Il Maggio 68 e il decennio di “insubordinazione operaia” che ne è seguito, ha rilanciato l’idea che i lavoratoti, uomini e donne, dovevano avere più potere nelle loro imprese. Nella sua versione rivoluzionaria, quest’idea conduceva all’autogestione socialista. Nella sua versione contro-rivoluzionaria, ha portato alla “gestione partecipativa” e ai suoi diversi congegni (circoli di qualità, gruppi d’espressione, gruppi di progetto…) che permettevano di aspirare le buone idee dei lavoratori senza mai lasciarli decidere sulle questioni importanti.
Durante gli anni 90, questa strategia di gestione partecipativa ha conosciuto una trasposizione su scala comunale, soprattutto con l’esperienza del “bilancio partecipativo” di Porto Alegre (Brasile). Si trattava di affidare a delle assemblee di quartiere la cura di decidere a queli posti sarebbe stato attribuito una parte del bilancio municipale. Dopo una fase di entusiasmo per quest’esperienza d’altronde istruttiva, i movimenti sociali si sono a mano a mano disillusi. Infatti, in un quadro capitalista, senza messa in discussione dell’accaparramento delle ricchezze da parte delle classi possidenti, i militanti, uomini e donne, dei quartieri popolari hanno constatato con amarezza che li si autorizzava in realtà a “autogestire” le briciole della torta. E che la loro azione rivendicativa era stata anestetizzata, che erano stati accaparrati da studi di documentazione. Come dire che il concetto di “democrazia partecipativa”, con il pretesto di far prendere un bagno di giovinezza alla democrazia, serve soprattutto a costruire del consenso.
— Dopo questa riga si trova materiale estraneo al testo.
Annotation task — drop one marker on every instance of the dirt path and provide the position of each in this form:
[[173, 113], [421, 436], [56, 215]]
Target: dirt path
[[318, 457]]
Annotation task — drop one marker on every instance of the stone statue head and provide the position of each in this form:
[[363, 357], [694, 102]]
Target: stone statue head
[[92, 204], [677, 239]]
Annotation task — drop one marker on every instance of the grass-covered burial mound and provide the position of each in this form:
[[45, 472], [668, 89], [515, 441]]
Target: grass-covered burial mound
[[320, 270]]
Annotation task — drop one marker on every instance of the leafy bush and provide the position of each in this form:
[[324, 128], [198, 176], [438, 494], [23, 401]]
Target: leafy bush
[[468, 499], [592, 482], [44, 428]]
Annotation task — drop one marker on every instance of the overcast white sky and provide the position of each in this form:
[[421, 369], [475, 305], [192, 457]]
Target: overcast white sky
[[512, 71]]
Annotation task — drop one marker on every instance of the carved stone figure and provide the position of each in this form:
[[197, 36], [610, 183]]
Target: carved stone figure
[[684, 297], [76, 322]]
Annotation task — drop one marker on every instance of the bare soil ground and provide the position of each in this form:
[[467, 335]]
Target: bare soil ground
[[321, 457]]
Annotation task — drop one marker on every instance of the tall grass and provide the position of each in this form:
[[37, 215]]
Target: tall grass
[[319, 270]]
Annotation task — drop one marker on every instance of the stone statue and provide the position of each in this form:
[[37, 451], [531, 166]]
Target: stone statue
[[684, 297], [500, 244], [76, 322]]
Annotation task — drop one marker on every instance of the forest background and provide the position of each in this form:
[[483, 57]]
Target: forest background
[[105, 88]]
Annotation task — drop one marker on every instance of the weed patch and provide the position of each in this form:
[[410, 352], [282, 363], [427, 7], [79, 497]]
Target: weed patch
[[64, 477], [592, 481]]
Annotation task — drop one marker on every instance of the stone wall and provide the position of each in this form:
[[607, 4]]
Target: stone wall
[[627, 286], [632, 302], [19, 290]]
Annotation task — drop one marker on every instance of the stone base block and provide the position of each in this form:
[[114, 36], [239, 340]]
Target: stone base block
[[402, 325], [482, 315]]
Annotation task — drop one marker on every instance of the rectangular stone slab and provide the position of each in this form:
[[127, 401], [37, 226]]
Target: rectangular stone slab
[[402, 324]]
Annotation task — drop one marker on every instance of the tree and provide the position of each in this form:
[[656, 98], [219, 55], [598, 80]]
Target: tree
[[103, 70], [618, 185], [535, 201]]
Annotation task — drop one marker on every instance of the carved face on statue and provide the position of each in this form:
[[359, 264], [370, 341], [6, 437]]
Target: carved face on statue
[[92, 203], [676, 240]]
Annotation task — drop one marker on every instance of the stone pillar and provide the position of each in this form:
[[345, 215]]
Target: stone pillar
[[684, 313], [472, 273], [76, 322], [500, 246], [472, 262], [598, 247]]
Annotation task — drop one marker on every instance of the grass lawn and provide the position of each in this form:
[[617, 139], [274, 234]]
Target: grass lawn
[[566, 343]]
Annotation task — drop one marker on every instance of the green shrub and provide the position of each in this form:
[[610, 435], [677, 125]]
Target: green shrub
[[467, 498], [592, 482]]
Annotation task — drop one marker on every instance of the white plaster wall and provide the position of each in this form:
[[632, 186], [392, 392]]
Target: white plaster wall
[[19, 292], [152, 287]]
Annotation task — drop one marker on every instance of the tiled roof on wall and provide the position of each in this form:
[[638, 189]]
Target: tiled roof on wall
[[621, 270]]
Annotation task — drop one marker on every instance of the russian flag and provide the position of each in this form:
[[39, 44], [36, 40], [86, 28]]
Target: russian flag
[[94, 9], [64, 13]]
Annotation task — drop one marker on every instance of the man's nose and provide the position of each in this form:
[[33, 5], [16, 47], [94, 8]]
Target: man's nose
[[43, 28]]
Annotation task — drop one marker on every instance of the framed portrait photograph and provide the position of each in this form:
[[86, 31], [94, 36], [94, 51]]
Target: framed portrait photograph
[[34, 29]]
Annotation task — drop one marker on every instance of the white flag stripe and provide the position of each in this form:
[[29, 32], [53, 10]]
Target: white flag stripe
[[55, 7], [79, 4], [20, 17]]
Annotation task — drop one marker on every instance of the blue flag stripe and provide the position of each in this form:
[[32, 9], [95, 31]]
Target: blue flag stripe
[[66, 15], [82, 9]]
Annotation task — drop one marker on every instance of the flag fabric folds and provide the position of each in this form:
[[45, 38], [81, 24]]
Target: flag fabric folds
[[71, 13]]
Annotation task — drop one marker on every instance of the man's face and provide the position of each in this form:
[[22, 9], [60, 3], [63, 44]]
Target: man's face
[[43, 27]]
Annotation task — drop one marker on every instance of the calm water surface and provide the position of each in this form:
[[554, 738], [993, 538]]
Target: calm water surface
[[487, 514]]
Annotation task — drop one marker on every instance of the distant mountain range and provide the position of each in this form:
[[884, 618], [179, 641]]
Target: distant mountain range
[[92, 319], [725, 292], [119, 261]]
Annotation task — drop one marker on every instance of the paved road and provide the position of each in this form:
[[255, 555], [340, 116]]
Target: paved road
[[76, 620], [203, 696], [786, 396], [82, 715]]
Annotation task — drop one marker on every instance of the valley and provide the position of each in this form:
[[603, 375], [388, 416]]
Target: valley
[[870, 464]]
Adeline (AL Paris nord est)
NOTE
[1] All’intersezione della politica e dell’arte, la corrente del “théâtre de l’opprimé” (teatro dell’oppresso) è stato iniziato in Brasile, negli anni 60 da Augusto Boal. Sotto diverse forme, ha abbandonato le scene di teatro per proiettarsi sulla strada, cercando l’interazione con gli spettatori attraverso degli intermezzi a carattere sociale.
[2] Jean Foucambert, editoriale della rivista della Association française pour la lecture, Lecture n° 87, settembre 2004.
[3] Jean-Pierre Nossent, “Revenir aux sources de l’éducation populaire”, Politique n° 51, ottobre 2007.
[4] Miguel Benasayag, affermazioni raccolte da Louis Morice, Nouvelobs.com il 29 ottobre 2014.